We do not expect a hawkish stance from the ECB, although the latest economic survey indicators have strengthened further and inflation has risen above 1.0% for the first time in three years. President Mario Draghi will most likely argue that the ECB does not react to a single inflation figure, that the latest inflation gains are due primarily to energy prices and consistent with the ECB’s inflation forecast – broadly in line with last week’s comments from the hawkish executive board member Yves Mersch.
The higher inflation is good news for the ECB but it seems clear that the underlying price pressure is most important and here there are ‘no signs yet of a convincing upward trend’. ECB executive board member Benoît Cæuré said recently, ‘we are still waiting for signs that core inflation is on the rise and will clearly exceed 1%’. We expect core inflation to stay below 1.0% for most of this year, while the ECB looks for a rise to 1.1% on average.
Although tapering speculation is likely to be boosted in coming months by rising inflation, the ECB has, in our view, sidelined itself until H2 with the latest QE extension. We expect headline inflation to rise temporarily above 1.5% but to come back below 1.3% and stay there in H2 17. Based on this, we expect the ECB to extend its EUR60bn monthly QE purchases into 2018.
It remains an open question how aggressive the ECB’s buying of bonds yielding below the deposit rate will be, as it has only said it will be ‘to the extent necessary’. We estimate that – in order not to breach the 33% issue limit – 15% of the QE purchases in German government bonds will have to be below the deposit rate in a scenario with unchanged yields on German bonds throughout 2017. If purchases below the deposit rate are postponed as long as possible, the ECB will be forced to buy bonds yielding below the deposit rate in November in the scenario with unchanged yields (note the estimates are very sensitive to assumptions).
Yesterday, the ECB published a legal act on the option to buy bonds yielding below the deposit rate, which revealed this was not possible until 13 January 2017. Previous communication from the ECB had suggested it would be possible from 2 January.

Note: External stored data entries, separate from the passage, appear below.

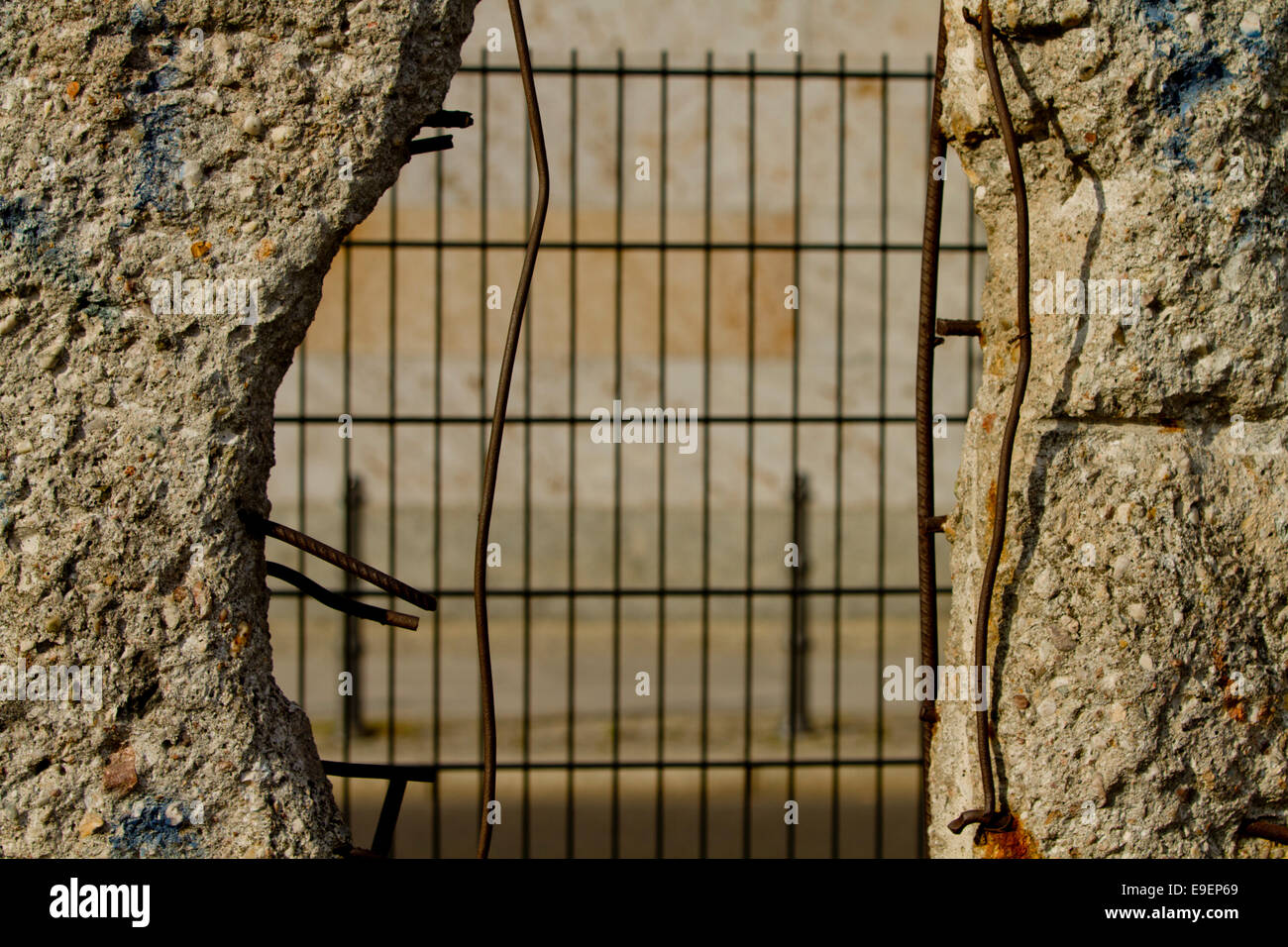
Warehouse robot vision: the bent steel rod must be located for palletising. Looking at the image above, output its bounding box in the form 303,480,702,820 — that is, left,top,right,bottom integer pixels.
474,0,550,858
917,0,948,850
948,0,1033,832
237,510,438,612
265,559,420,631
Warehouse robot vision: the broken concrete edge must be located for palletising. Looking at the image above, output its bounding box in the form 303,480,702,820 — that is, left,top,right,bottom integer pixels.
928,0,1288,857
0,0,474,857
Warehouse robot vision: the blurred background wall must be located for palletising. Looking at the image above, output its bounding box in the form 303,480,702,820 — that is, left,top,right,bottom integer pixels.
269,0,984,856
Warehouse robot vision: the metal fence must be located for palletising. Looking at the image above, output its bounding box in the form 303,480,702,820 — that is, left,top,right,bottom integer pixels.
270,53,984,857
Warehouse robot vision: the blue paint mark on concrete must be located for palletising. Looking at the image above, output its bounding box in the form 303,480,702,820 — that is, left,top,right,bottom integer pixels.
1140,0,1176,27
134,106,181,214
1158,43,1234,117
111,798,198,858
0,197,54,259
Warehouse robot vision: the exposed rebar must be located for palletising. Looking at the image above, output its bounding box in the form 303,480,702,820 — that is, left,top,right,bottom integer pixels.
948,0,1031,837
917,0,948,850
239,510,438,612
265,562,420,631
474,0,550,858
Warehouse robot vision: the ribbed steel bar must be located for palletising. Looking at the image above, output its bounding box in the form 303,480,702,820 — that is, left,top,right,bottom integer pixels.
240,510,438,612
265,562,420,631
915,3,948,855
474,0,550,858
948,0,1033,832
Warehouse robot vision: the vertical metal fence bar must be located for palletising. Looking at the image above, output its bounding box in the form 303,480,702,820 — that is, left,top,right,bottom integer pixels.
831,53,845,858
742,53,756,858
698,49,713,858
653,51,670,858
610,49,626,858
873,53,890,858
522,114,536,858
478,47,489,819
785,53,808,858
564,49,577,858
430,152,443,858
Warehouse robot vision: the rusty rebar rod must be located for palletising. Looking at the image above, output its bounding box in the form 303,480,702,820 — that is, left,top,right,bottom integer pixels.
265,561,420,631
474,0,550,858
948,0,1033,840
237,510,438,612
915,0,948,855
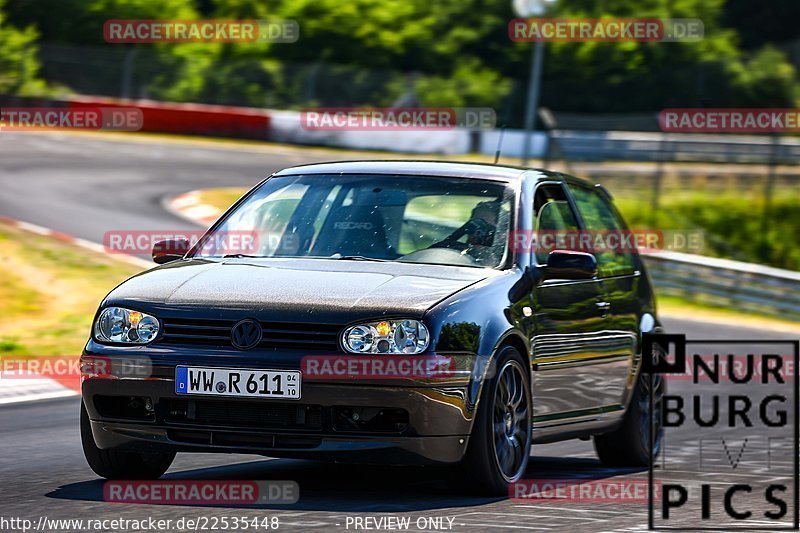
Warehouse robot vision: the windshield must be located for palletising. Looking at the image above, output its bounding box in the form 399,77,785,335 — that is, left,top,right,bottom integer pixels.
195,175,513,268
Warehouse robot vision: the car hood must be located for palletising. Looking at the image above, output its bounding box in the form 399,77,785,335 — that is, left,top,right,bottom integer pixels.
105,259,499,322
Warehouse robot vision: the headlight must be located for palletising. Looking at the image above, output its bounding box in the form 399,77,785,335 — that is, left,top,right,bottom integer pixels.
342,320,429,354
94,307,160,344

As we expect the ECB to continue its QE purchases in 2018, buying bonds with a yield below the deposit rate could become more pronounced, as the QE holdings will have hit the issue limit aside from new issuance. However, the ECB could also decide to deviate the purchases more aggressively from the capital key distribution – in the minutes from the December meeting, the ECB said it wants to minimise departures from the capital key, thereby also indicating that this is a possibility (see link). Buying a larger share of bonds in periphery countries seems attractive to the ECB when, at some point in time, it will exit the QE programme, as this will avoid material spread widening.